Aust market to be squeezed from within and without

A funds management firm has forecast the Australian economy and share market will both be subject to an ongoing slowdown driven by external and internal factors, including the outcome of the pending federal election and the banking royal commission.

Tribeca Investment Partners portfolio manager Jun Bei Liu said there was a synchronised slowdown of economies across the globe and Australia was not immune from that. At the same time, Australia’s housing market had softened, which was reflected in consumer confidence during 2018, Liu said.

“The softening housing market has taken a toll on consumers. In the last 12 months we have seen consumers be frugal and the 2018 Christmas period was reported as one of worst for retailers, especially those linked to discretionary spending,” she said.

According to Liu, a range of other factors also pointed to a slowdown with more companies reporting downgrades, building approvals moving into negative territory and new job listings also declining towards the end of last year.

“Business confidence across a broad base has dropped and order books are not looking great due to volatility in the equity market,” she said, pointing out most sectors of the ASX 200 Index faced a downturn in 2018.

“We have already seen a lot of profit warnings and the reporting season has yet to officially start, and we expect more to come from those businesses with domestic exposure.”

The wildcard in predicting where markets may go next was the federal election and how a win for the Labor Party may impact on investments, particularly with regard to imputation credit refunds, she said, with companies starting to consider what to do with franking credits they already hold.

“In a slow growth environment, any changes to refunds will affect the capital allocation decisions of companies as boards will need to consider what will be the best way to generate returns for shareholders, especially if they have a large retail base of shareholders, and how to release those credits ahead of the changes,” she said.
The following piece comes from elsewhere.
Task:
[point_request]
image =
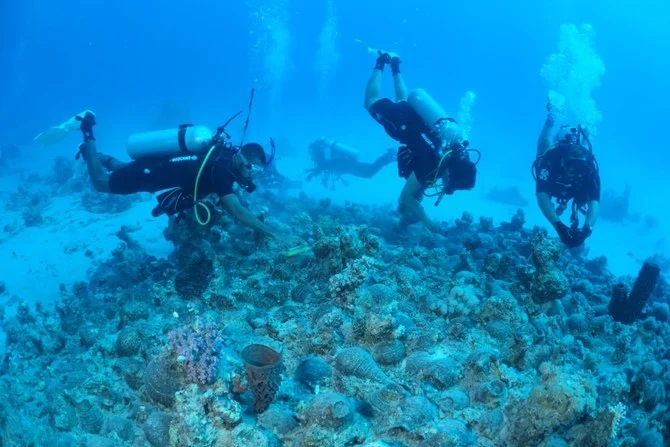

“Equity markets are already starting to price that issue and how to get these credits to market will continue to play out over the next six to 12 months with more off-market buy-backs and special dividends.”

Despite these issues, she said the wider market would still maintain a reasonable pace, but will be slower than some of its global counterparts.

“For the ASX 200, we have an earnings growth forecast of just under 4.5 per cent for 2019, which is low compared to some global markets such as the US at 6 per cent and Asia ex-Japan still at 7.5 per cent,” she said.